C.H. Robinson’s global forwarding unit would be a big catch for DSV.
The Minneapolis-based company last year was the second-largest forwarder by volume in the key trans-Pacific ocean trade lane that carries imports to the U.S. from Asia, according to Panjiva, a unit of S&P Global Market Intelligence. The segment’s adjusted gross profits for the first half of 2022 were $646 million.
DSV’s ambitions are growing as freight and shipping firms continue to reap massive profits from a global surge in cargo movements sparked by the Covid-19 pandemic.
DSV officials stress they could pursue acquisitions anywhere in the world so long as the target company brings them more business tied to the U.S. With freight markets so strong in recent years, any target would likely be expensive because company valuations have grown along with shipping demand.

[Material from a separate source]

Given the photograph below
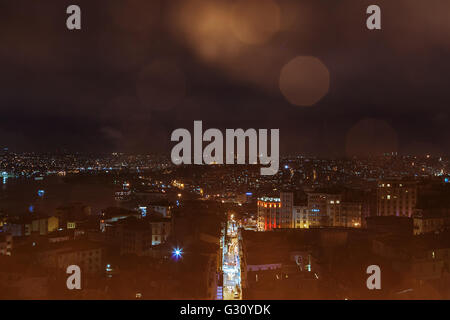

Gross revenues for international transportation management firms in the U.S. grew 75% in 2021 from the prior year, said Evan Armstrong, president of research group Armstrong & Associates. Mr Armstrong said revenues in the sector are expected to grow another 22% this year to about $150 billion.
“Just coming up with a price right now is a sticking point because valuations are so high,” he said. “Valuations are probably only going to come down from here.”
Mr. Andersen said the U.S. is his top target because earnings and margins there are greater than in any other country. DSV officials say the U.S. accounted for almost 20% of the firm’s earnings before interest and taxes during the first half of 2022.
“We look at the U.S. very, very much,” Mr. Andersen said. “It’s major for us.”